One of the limitations of this study is that its retrospective nature leads to a lack of detailed information about co-morbidity. This is important because cardiovascular and pulmonary diseases as well as diabetes and other diseases are more pronounced in elderly than younger patients. In addition, as mentioned in results, unexpected accidents will occur more frequently in elderly than younger patients. We found four cases of hypertention and a TIA records in patients' charts, however, they were able to be diagnosed as candidates for brachytherapy with local anesthesia and we noted that adverse reactions such as mucositis in HDR brachytherapy were similar for elderly patients: spotted mucositis started to appear three days after the end of brachytherapy while confluent mucositis developed and reached a peak at ten days, but disappeared by the fourth to eighth week without any major complications [2
]. Fortunately, we did not encounter the aspiration pneumonia after brachytherapy in current study. Severe deterioration in QOL, such as speech disturbance, swallowing function loss, and frequent short hospital stay were also not a case enhanced than younger counterpart. Although the number of patients in this series was too small to draw definite conclusions regarding efficacy, late toxicity and tolerance, our data suggest the potential benefits of brachytherapy for elderly patients.

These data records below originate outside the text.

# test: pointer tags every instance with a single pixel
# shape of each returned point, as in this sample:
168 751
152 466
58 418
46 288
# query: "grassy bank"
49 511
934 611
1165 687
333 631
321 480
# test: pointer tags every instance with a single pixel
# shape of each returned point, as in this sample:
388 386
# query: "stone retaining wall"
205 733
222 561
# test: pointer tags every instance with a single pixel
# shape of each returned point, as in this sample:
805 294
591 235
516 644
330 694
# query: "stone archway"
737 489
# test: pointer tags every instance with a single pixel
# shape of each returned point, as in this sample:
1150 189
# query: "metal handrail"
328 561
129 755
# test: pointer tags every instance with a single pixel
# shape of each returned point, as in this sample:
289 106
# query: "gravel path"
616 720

Because radiation therapy is considered to be a minimally invasive treatment procedure, it has the advantage of preserving the shape and functions of the tongue. Brachytherapy was historically performed with Ra-226, which involved exposure of the surrounding tissue. To minimize undesirable radiation to normal tissues, an afterloading technique using Ir-192 was implemented. This LDR brachytherapy has been widely used since and become the gold standard in brachytherapy. Many institutes have reported successful results for tongue cancer treated with LDR brachytherapy [2
]. Since then, HDR brachytherapy using a remote afterloading technique has been introduced in several brachytherapy centers, including ours [2
]. We previously reported our phase III data and a retrospective review with good results for T1-3 N0 patients to show the comparable outcome of HDR. However, retrospective reviews including ours reported that older patients aged 65 or over showed poorer local control than their younger counterparts [3
]. In a 648-patient cohort, 5-year local control rates were 87% for T1, 78% for T2, and 68% for T3 in younger patients, but 72% for T1, 67% for T2, and 54% for T3 in elderly patients aged 65 or over (p < 0.05) [4
]. These findings prompted us to examine the background characteristics of older patients. We found that one possible explanation for poor local control was poor oral hygiene including dental factors in the elderly in previous study [12
], which could be modified by careful intervention. In addition, in the study reported here, we found that patients aged 80 or over showed good outcome including four locally controlled HDR patients. Therefore age is not a sole factor on a local control rate by brachytherapy, other confounding factor such as tumor, oral hygiene, PS, co-morbidities have affected outcomes. Although further studies are needed to establish optimum schedules and techniques, elderly patients with good PS may tolerate brachytherapy schedules so that the advisability of definitive radiation therapy should be considered.
In conclusion, patients aged 80 or over showed results comparable to those for their younger counterparts, and an aggressive approach for appropriately selected elderly patients achieved good local control.